China-based Great Group Holdings launches mainboard IPO

Undergarment maker’s IPO of 80m shares priced at 29.5 cents

By FELDA CHAY
17 September 2009

China-based undergarments manufacturer Great Group Holdings Ltd has launched its initial public offering for a Singapore Exchange mainboard listing.

The company is raising gross proceeds of about $19.2 million from its offer of 65 million new shares at 29.5 cents. Also on offer are 15 million vendor shares, making it an IPO of 80 million shares. Of the 80 million shares, two million are for public offer and 78 million for placement.
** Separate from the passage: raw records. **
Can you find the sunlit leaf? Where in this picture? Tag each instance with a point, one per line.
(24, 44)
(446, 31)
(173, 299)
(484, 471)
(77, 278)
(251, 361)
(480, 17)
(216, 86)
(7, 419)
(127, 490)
The invitation shares constitute 30.19 per cent of the group’s enlarged share capital.

The offer opens today and closes on Sept 23. Trading of its shares is expected to begin on Sept 25. The issue is priced at a historical price-to-earnings ratio of 4.1 times, based on FY2008’s net earnings per share of 7.2 cents using the pre-invitation share capital of 200 million shares.

Of the expected net proceeds of $15.8 million, about $8 million will be used for the construction of new premises at the Jiangnan High-Tech Information Industrial Zone in the Fujian province, where its business and production operations will be consolidated.

It also plans to spend $3 million each to increase its marketing efforts and on expanding its production capacity and facilities.

The rest of its proceeds are likely to go into increasing the company’s work capital, enhancing the marketing and promotion efforts for its products, and R&D efforts.

Despite the current economic downturn, the executive chairman and chief executive of Great Group, William Weng, said that the company’s business outlook remains favourable because of the growing demand for undergarments, and children’s and infant’s apparel contract manufacturing services offered in China. ‘As a manufacturer of undergarments, we are in a defensive business with products which serve consumers’ basic everyday needs,’ said Mr. Weng.

He also said that the group now has 102 points of sales, and hopes to increase this to 200 in the next three years.

For FY2008, Great Group saw its net profit jump 25.3 per cent to 70.8 million yuan from 56.5 million yuan a year ago. Revenue surged 52.8 per cent to 400.8 million yuan from 262.3 million yuan for the preceding year on higher sales from its contract manufacturing products.

Daiwa Securities SMBC Singapore Ltd is the manager, underwriter and placement agent for the listing.